28 octobre 2009, La mort du ski sur le Parc linéaire?:
«Les traverses, ces traverses qui massacrent notre identité… C’est quoi cette maudite manie de toujours tout banaliser, de tout détruire. J’ai de la difficulté à comprendre que nos politiciens ne voient pas l’urgence d’arrêter cette hémorragie. J’ai de la difficulté à comprendre que nos politiciens ne voient pas l’urgence capitale de développer des stratégies de protection des attraits naturels et culturels de notre Parc. Vous ne trouvez pas ça troublant cette communion d’élus qui se cachent derrière des résolutions pour nous faire avaler la destruction de notre joyau? Je veux dire par là, vous ne trouvez pas ça troublant qu’ils morcèlent à petit feu, leur propre réalisation? Moi oui…»
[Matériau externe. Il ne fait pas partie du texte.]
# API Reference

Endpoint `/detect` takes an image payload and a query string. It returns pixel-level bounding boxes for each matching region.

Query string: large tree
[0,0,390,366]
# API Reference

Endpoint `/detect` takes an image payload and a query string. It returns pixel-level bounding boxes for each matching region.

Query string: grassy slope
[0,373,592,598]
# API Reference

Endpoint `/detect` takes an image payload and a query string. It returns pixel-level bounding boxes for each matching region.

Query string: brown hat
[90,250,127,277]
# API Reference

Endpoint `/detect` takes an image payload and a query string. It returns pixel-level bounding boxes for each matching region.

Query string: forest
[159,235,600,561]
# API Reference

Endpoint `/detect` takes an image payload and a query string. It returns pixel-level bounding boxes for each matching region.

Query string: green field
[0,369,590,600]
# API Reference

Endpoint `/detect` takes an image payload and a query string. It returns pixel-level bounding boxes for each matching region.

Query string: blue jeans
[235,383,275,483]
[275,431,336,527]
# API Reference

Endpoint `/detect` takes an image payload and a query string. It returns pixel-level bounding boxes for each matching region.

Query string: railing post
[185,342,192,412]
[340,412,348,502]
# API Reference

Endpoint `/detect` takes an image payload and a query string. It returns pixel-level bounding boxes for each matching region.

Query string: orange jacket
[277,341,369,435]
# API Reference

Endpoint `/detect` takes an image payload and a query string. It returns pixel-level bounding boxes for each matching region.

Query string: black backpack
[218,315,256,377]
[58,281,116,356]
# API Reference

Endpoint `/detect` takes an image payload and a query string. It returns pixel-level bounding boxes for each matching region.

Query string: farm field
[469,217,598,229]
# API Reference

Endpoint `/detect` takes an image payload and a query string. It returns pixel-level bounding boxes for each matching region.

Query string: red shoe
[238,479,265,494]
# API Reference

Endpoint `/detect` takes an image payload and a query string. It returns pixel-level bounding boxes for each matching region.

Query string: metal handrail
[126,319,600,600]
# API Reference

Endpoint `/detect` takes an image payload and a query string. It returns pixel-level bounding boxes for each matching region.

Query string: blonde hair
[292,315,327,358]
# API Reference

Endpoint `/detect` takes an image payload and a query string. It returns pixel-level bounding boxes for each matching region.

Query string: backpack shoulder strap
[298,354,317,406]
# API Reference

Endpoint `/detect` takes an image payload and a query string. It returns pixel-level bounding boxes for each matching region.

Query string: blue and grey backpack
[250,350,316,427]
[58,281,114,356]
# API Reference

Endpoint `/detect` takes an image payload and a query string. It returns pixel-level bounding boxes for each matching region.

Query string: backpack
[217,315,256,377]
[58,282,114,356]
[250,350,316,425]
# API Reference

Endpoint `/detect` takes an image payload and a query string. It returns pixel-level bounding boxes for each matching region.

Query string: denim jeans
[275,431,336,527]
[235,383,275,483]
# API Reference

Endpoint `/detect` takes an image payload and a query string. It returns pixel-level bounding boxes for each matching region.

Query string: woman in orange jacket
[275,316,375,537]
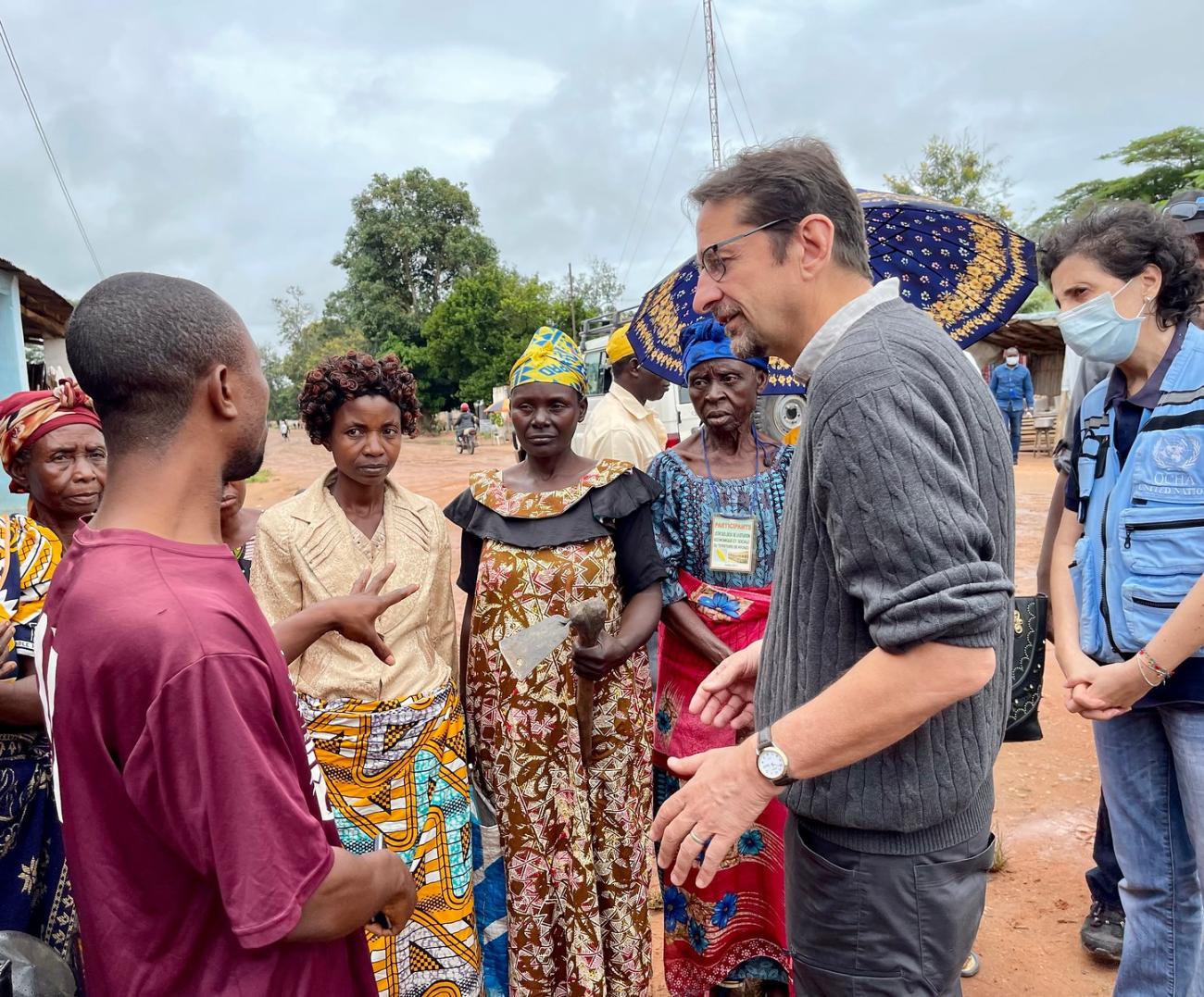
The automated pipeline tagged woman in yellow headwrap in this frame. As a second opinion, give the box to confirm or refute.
[446,326,666,997]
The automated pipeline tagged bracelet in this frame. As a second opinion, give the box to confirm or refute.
[1133,657,1165,689]
[1136,648,1171,681]
[1133,648,1171,689]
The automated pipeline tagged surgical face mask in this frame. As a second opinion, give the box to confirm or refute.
[1057,278,1145,364]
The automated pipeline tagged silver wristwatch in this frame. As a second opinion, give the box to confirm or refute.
[756,728,795,786]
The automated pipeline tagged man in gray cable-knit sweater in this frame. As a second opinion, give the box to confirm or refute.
[654,140,1015,994]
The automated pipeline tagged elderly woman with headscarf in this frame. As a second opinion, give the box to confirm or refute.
[649,318,794,994]
[0,380,107,965]
[446,326,665,997]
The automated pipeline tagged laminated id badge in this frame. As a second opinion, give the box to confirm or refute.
[710,514,756,574]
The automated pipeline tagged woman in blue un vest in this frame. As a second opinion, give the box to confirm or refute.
[1042,205,1204,997]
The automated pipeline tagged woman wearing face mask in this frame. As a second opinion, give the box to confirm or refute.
[1042,205,1204,996]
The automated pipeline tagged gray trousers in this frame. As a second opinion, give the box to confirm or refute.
[786,816,995,997]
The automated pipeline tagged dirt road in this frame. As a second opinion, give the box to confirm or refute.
[248,431,1114,997]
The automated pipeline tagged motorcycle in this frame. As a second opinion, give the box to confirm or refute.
[455,429,477,455]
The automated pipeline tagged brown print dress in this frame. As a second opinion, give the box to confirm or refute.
[446,461,666,997]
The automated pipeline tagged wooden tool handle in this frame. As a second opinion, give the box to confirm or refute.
[569,598,606,766]
[569,598,606,648]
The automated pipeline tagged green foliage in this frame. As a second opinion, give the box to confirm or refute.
[1020,284,1057,314]
[326,168,497,352]
[259,347,297,423]
[260,287,368,419]
[414,264,567,412]
[1033,125,1204,232]
[883,131,1012,221]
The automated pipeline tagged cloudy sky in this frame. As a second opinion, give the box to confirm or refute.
[0,0,1204,342]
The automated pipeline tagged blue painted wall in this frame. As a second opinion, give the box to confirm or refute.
[0,271,29,512]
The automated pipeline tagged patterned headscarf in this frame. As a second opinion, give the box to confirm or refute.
[510,325,585,395]
[682,318,770,375]
[0,380,101,492]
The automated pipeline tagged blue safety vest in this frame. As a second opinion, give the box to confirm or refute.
[1071,325,1204,662]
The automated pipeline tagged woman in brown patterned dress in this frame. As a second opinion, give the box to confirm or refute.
[446,328,666,997]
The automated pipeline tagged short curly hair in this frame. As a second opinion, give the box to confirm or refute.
[297,349,421,443]
[1042,203,1204,325]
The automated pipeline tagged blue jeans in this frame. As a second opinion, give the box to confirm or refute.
[999,408,1024,464]
[1093,705,1204,997]
[1087,792,1121,910]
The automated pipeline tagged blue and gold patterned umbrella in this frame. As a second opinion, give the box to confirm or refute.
[630,191,1036,395]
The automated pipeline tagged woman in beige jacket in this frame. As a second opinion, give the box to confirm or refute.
[250,352,481,997]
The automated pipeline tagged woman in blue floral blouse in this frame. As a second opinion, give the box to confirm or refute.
[649,319,794,997]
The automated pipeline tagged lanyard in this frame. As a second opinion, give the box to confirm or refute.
[702,425,765,517]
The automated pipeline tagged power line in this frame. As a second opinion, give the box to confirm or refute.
[622,63,707,284]
[0,20,105,280]
[715,2,761,144]
[719,64,749,145]
[657,217,690,280]
[619,5,698,278]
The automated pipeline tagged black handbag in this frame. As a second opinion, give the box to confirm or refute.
[1003,595,1050,741]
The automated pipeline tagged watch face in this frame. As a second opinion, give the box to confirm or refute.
[756,748,786,782]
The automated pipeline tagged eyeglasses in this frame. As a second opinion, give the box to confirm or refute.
[1162,197,1204,221]
[698,217,799,283]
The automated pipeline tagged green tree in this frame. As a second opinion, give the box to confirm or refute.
[883,131,1012,221]
[259,347,297,423]
[260,287,368,419]
[553,256,623,332]
[326,168,497,352]
[1035,125,1204,231]
[423,265,560,412]
[1020,284,1057,314]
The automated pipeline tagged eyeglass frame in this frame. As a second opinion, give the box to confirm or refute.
[1162,197,1204,221]
[698,215,803,284]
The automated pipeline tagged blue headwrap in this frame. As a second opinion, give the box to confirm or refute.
[682,317,770,377]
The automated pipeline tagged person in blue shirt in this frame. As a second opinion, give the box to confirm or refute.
[1042,205,1204,997]
[991,347,1033,464]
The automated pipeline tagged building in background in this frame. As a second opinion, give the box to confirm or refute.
[0,259,72,512]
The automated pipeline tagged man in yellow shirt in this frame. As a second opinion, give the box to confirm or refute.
[578,323,670,471]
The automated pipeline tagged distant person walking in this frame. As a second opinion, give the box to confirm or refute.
[991,347,1033,464]
[582,323,670,471]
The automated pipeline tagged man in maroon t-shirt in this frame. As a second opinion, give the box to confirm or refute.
[39,273,413,997]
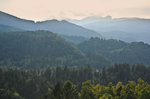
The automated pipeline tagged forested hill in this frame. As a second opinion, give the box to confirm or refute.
[0,31,84,68]
[77,38,150,65]
[0,11,101,38]
[0,31,110,68]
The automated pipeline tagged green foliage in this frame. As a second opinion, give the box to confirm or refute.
[0,64,150,99]
[0,30,110,69]
[78,38,150,65]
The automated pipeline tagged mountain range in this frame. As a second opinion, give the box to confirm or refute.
[67,16,150,44]
[0,12,101,38]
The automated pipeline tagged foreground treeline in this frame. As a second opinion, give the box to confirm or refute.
[0,64,150,99]
[47,79,150,99]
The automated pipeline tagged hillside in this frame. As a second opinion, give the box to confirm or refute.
[78,38,150,65]
[0,31,110,68]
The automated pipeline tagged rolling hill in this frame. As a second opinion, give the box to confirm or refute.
[0,12,101,38]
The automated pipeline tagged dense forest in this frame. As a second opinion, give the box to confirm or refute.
[0,64,150,99]
[0,30,150,99]
[77,38,150,65]
[0,30,150,69]
[0,31,110,69]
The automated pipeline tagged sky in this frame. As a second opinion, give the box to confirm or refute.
[0,0,150,21]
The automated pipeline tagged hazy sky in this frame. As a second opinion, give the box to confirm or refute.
[0,0,150,20]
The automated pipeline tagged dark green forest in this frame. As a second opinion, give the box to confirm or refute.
[0,30,150,99]
[0,64,150,99]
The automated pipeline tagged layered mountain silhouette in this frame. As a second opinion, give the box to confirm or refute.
[68,16,150,44]
[0,30,110,68]
[0,12,101,38]
[78,38,150,65]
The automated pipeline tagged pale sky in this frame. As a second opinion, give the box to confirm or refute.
[0,0,150,21]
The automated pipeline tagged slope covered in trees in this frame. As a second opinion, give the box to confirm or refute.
[0,64,150,99]
[77,38,150,65]
[0,31,110,68]
[0,11,101,38]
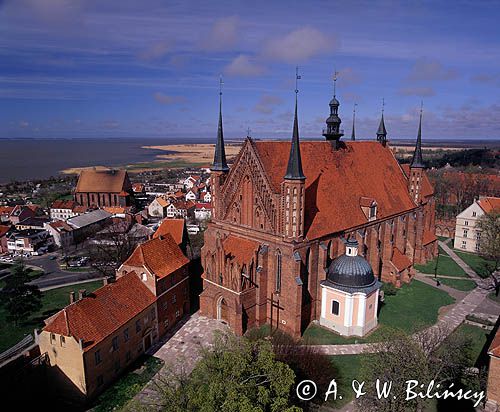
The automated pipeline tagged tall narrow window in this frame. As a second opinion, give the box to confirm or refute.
[276,250,281,292]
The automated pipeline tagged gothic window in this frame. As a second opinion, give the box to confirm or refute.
[275,250,281,293]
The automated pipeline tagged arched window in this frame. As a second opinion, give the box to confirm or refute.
[332,300,340,316]
[275,250,281,293]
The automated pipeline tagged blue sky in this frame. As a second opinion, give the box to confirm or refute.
[0,0,500,139]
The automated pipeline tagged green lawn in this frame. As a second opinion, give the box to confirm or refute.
[439,278,476,292]
[92,355,163,412]
[0,280,103,352]
[488,292,500,303]
[455,250,494,278]
[303,279,455,345]
[415,251,468,278]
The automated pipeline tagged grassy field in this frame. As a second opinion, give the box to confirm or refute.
[303,280,455,345]
[415,253,468,278]
[0,281,102,352]
[454,250,495,278]
[92,355,163,412]
[439,278,476,292]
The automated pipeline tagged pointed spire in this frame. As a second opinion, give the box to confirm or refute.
[410,102,425,168]
[285,67,306,180]
[377,99,387,145]
[211,76,229,172]
[351,103,358,141]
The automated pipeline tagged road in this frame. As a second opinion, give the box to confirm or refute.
[25,252,102,288]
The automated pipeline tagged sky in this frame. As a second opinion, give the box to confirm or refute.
[0,0,500,139]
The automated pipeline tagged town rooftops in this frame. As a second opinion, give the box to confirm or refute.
[153,219,186,245]
[123,233,189,278]
[43,272,156,351]
[67,209,112,229]
[477,197,500,213]
[76,169,130,193]
[251,141,420,239]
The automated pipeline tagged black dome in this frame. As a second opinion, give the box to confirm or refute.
[327,241,375,288]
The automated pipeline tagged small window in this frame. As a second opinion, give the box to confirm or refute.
[113,336,118,352]
[332,300,340,316]
[94,350,101,365]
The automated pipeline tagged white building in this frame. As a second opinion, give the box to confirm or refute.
[453,197,500,253]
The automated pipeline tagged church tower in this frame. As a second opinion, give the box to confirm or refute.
[210,78,229,219]
[409,107,425,204]
[377,100,387,146]
[323,72,344,149]
[282,85,306,241]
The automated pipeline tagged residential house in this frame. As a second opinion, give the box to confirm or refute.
[153,219,191,256]
[148,197,169,218]
[0,225,11,255]
[74,170,132,207]
[36,272,158,401]
[66,209,112,243]
[45,220,74,249]
[116,234,189,336]
[453,197,500,253]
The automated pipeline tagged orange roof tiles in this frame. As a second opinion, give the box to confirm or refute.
[222,235,259,265]
[391,247,411,272]
[253,141,416,239]
[153,219,185,245]
[477,197,500,213]
[488,329,500,358]
[76,170,128,193]
[123,233,189,278]
[43,272,156,350]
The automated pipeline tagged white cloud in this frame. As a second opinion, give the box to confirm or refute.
[224,54,266,77]
[264,27,337,63]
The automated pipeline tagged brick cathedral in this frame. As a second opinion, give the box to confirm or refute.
[200,83,437,337]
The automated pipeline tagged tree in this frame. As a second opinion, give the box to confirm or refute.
[0,263,42,325]
[145,332,301,412]
[357,324,479,412]
[476,211,500,296]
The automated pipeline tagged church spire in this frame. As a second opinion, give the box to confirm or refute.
[351,103,358,141]
[410,103,425,168]
[377,99,387,146]
[211,76,229,172]
[285,68,306,180]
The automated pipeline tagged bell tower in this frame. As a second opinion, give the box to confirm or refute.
[210,77,229,219]
[408,105,425,204]
[282,70,306,241]
[323,71,344,149]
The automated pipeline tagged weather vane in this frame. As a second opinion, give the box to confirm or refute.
[295,66,302,93]
[333,69,339,97]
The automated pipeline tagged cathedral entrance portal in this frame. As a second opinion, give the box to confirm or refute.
[217,296,229,323]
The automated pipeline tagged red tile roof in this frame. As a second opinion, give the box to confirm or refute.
[222,235,259,265]
[76,170,129,193]
[391,247,411,272]
[422,230,437,245]
[43,272,156,350]
[477,197,500,213]
[153,219,185,245]
[123,233,189,278]
[254,141,416,239]
[50,200,77,210]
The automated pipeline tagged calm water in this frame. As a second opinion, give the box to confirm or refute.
[0,139,208,183]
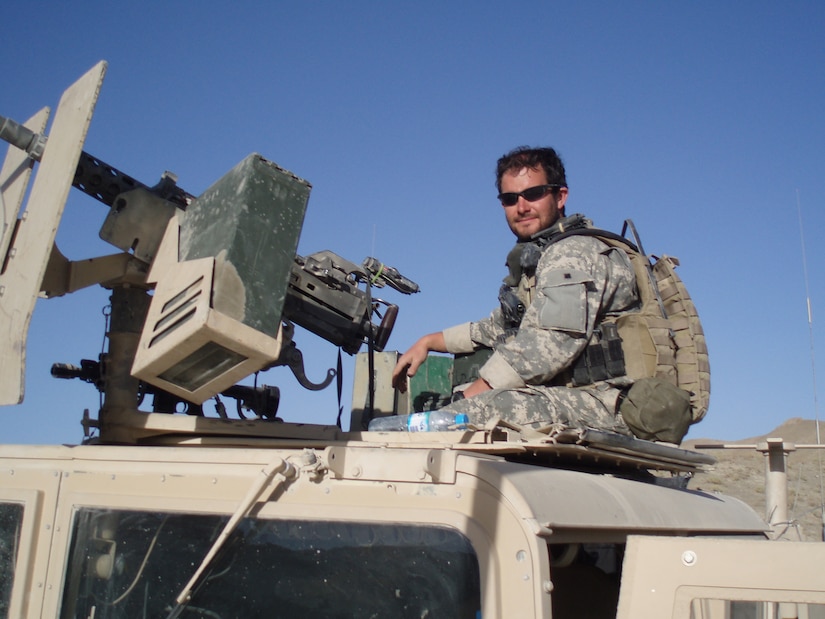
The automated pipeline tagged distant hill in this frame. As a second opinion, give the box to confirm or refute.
[683,418,825,541]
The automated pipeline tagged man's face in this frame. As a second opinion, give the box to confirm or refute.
[501,168,567,241]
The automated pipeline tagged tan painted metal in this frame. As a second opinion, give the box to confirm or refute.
[617,537,825,619]
[0,62,106,404]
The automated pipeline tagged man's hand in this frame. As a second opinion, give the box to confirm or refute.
[392,331,447,393]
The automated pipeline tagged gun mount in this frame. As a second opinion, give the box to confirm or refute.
[0,62,418,435]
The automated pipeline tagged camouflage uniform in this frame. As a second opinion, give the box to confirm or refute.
[443,224,639,435]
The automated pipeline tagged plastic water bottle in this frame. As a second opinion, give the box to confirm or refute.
[368,411,470,432]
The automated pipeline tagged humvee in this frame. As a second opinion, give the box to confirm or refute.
[0,62,825,619]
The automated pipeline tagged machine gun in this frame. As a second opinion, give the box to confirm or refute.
[0,63,418,436]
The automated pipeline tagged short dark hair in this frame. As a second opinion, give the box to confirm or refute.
[496,146,567,191]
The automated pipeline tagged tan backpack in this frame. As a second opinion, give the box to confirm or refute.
[552,219,710,423]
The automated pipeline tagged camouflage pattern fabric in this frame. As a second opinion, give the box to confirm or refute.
[444,385,633,436]
[444,230,639,434]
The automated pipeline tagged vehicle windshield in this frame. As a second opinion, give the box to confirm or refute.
[0,503,23,617]
[61,509,481,619]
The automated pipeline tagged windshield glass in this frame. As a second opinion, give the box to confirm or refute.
[0,503,23,617]
[61,509,481,619]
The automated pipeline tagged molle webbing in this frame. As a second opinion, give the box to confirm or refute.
[542,220,710,423]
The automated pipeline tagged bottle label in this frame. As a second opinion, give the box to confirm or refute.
[407,413,430,432]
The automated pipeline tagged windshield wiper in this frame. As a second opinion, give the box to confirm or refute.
[166,458,295,619]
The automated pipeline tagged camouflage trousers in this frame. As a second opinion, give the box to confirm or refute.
[444,385,633,436]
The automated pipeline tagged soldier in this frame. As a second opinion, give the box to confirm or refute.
[393,147,639,435]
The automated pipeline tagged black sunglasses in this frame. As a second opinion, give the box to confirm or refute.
[498,185,564,206]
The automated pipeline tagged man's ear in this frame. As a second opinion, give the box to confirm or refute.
[556,187,567,215]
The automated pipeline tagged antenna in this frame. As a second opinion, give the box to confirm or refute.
[796,189,825,541]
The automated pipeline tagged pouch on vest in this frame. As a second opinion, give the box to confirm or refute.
[619,378,693,444]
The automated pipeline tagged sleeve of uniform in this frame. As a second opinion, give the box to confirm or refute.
[480,236,624,388]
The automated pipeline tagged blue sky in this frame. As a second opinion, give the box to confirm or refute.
[0,1,825,443]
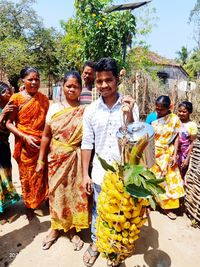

2 décembre 2009, Les dés étaient pipés:
« À quoi joue-t-on? Tous les «experts» dans le dossier des traverses semblent devenus soudainement «experts» au ping-pong. Moi j’avoue que ce sport m’exaspère un tantinet. Or ce n’est pas faute d’avoir essayé de comprendre et ce n’est pas faute non plus d’avoir questionné tous les intervenants dans le dossier, mais pour l’instant ils n’ont guère trouvé mieux que de se renvoyer la balle entre eux, un jeu du chat et de la souris indigne des vrais décideurs de ce monde. (…) C’est à coup de p’tites décisions comme celle-là, qui autorisent la traverse au km 28,5, à coup de p’tites décisions difficiles à comprendre par moments, que l’on finit par accepter la mort du ski sur le P’tit train du Nord…»

La position éditoriale d’Accès

10 février 2010,

J’aurais voulu être ministre:
«C’est terriblement choquant de penser que si une demande de moratoire avait été présentée il y a de ça quelques années, tout le saccage du sud aurait pu être évité. Savez-vous aujourd’hui combien de milliers de dollars cela va coûter pour tenter de «patcher» ce même massacre? Ça va prendre des maudits gros «plasters» pour arrêter une si grosse hémorragie! (…) Les Laurentides c’est comme une Belle d’Ivory. Pas de besoin de maquillage; simplement un peu plus de pureté, un peu plus mise en valeur. Du respect, quoi! (…) J’aurais voulu être une artiste… pour pouvoir faire mon numéro… pour faire l’inventaire de ma vie. Me retourner et voir ce que je lègue. De quoi l’Histoire se souviendra-t-elle? Est-ce que ce sera d’avoir accepté la demande de deux promoteurs après deux longues années d’attente? De ces 12 unités résidentielles que j’aurais autorisées? De la traverse de rue, pour laquelle j’aurais «donné des balises»?!

L’Histoire ne se souviendra-t-elle pas plutôt de l’acte courageux que j’aurais pu poser en me tenant debout, et en m’objectant fermement au charcutage de notre Identité?»